I know a book is good when I start photographing its pages to send to my friends. How could I read something like this, I’ll find myself asking, alone when it so clearly needs to be discussed? Book clubs exist to drink wine, sure, but they exist more for that lingering question a book plants at the base of your skull that gives you a headache; the question that asks you: is that how it really is? or that confirms to you that, absolutely, of course it is.

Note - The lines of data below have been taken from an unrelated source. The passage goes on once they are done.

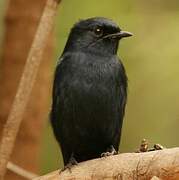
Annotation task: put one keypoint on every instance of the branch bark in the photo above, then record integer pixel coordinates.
(161, 164)
(26, 84)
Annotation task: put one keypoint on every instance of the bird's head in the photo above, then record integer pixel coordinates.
(97, 35)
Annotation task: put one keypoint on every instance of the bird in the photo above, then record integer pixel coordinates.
(89, 91)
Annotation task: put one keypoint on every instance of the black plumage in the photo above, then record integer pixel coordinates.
(90, 91)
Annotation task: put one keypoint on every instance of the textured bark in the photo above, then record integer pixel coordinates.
(161, 164)
(21, 20)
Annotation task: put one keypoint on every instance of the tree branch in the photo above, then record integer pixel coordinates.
(26, 84)
(161, 164)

I was lucky enough to receive a galley of Lisa Taddeo’s Three Women, which is out today from Avid Reader. I should have known that it would be good because it is the first book the imprint has published, a defining book you might say. I should have known it was good because the note the publicist sent didn’t say she hoped I would like it it said she hoped I would “share how I felt about it.” She did not mention that sending me a galley copy of this book was akin to torture. Only one of my friends had read it. I begged others in media to email for a galley as well. I needed to discuss. I needed to gossip. I needed to whine with envy.
Here is the thing about Three Women: it’s non-fiction. The book is built on a decade of reported work by Taddeo following (you guessed it) three women as they explore and try to understand their own desires. One is a young woman in the middle of a court case against the high school teacher she claims she was in a relationship with while she was still a student. One is a young mom dissatisfied in her marriage and still crushing on a high-school sweetheart. One is in a marriage where sex every day is not only the norm, but the expectation.
It would be easy to assume that part of the reason this book is getting tons of publicity and plenty of recommendations (including this one) is because it has the support of the publisher, and a literally sexy topic. But I am writing about it today because it is a book that filled me up from the bottom with awe that quickly fermented into envy.
Let’s look at some good fucking writing:
“Back at home she fixes lunch for him, oftentimes it’s dinosaur chicken nuggets that she puts in a big clean oven that looks like a new marriage and Danny presses his face up agains the door of the oven and watches them turn from yellow to brown. She kneels behind his small body and puts her hands on his cotton shoulders and says, Look at those nuggets cook!”
“When you’re young you can do almost anything and it won’t be sad.
“You wear wedge boots, leggings, and a sheer kimono top. You want him to know he is not dealing with a child anymore. You are twenty-three.
Of course, you also want him to want you still, to lament what he lost. You want him to sit at the dinner table later, meditating on the smiling bone of your hip.
“He used to suck your tongue into his mouth as if he wanted another tongue”
“Maggie knows that women like her are watchful because they wish to protect their routines, two incomes and two parents for two children and the platinum-level Costco membership.”
What’s harder to praise with quotes, though, is something Taddeo does that I didn’t even realize was happening until I got more than halfway through. As the book progresses, Taddeo’s voice disappears into the women she is writing about. As their chapters flip back and forth we hear not the rhythm of Taddeo’s interjection but the rhythm of Maggie and Lina and Sloane. This book is an undeniably beautiful feat of reporting, but what’s more is that it is one of the few non-fiction books that claims to be “written like a novel” and then actually does that. You have to spend 10 years reporting something to be able to write like your sources are people you actually know. There is no distance left between Taddeo and these women and we, the readers, reap the emotional cadence that work delivers.
We live in a modern age when women do talk about sex, when Cosmopolitan is one of the best selling magazines in America and the second-wave of feminism never really crested. Sex-positivity is a huge stance of modern-day American women. Though, of course, there is huge pushback against women having sex, Taddeo’s work gets at something more innate in the debates over women’s purity. The problem isn’t the sex having, but what produces that: desire, horniness, want. Because these women are real people (and because Taddeo is a nuanced writer) we are shown their desire not as something with a single objective. They are often in internal battles with themselves. They want to have an affair, and they also think affairs are wrong. They want to satisfy their husband and be open-minded, but it is also emotionally complicated to have a three-way. They want their high school teacher to be punished for seducing them, and they recognize their desire for him still.
Three Women is complicated, as all the best books are. Three Women does not tell you what to believe. It does not tell you who is right and who is wrong. It simply displays the lives of a few American women as fully as it can, and in the wake of its emotional whirlwind it asks of you only one question: what exactly do you want?